Easy examples exist for $v \in \{0,1,4,5\}$ (a $4$-vertex path and a $5$-cycle in the non-trivial cases). The following is a self-complementary $8$-vertex planar graph:
The graph is drawn along with its complement, and an isomorphism between the two is indicated by the colours. (Source: University of California, Santa Cruz notes: pdf.)
There are $36$ non-isomorphic $9$-vertex self-complementary graphs (according to http://oeis.org/A000171). They are included in McKay's data: http://cs.anu.edu.au/~bdm/data/graphs.html One could exclude the possibility of a $9$-vertex self-complementary graph by finding a $K_{3,3}$ or $K_5$ subdivison (or $K_{3,3}$ or $K_5$ minor) in each of these graphs $36$ graphs.

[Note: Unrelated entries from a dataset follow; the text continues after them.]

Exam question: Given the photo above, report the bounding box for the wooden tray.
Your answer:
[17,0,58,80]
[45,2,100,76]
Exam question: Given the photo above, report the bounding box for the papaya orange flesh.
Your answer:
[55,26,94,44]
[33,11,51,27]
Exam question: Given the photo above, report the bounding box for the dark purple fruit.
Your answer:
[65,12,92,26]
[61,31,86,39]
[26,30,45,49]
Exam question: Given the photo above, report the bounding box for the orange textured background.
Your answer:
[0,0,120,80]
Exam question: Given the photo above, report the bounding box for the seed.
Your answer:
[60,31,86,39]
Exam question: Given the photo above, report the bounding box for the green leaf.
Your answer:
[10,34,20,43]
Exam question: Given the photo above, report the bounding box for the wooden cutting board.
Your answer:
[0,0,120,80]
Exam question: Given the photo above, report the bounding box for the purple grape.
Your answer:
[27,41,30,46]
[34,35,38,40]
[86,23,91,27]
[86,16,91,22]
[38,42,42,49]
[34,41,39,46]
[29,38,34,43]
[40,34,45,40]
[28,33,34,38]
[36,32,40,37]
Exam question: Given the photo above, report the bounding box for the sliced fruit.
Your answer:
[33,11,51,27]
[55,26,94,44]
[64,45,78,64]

This is too much legwork for me, so I'll instead refer to this paper:
J. Battle, F. Harary and Y. Kodama, Every planar graph with nine points has a nonplanar complement, Bull. Amer. Math. Soc. 68 (1962), 569-571.
A direct corollary is that there are no $9$-vertex self-complementary planar graphs. We conclude that the maximum number of vertices in a self-complementary planar graph is $8$.
We also find that there are no disconnected self-complementary planar graphs. We can prove this by inspection of McKay's data. The self-complementary (planar) graphs on $4$ or $5$ vertices are drawn below:
And all $8$-vertex self-complementary graphs are connected (whether or not they are planar).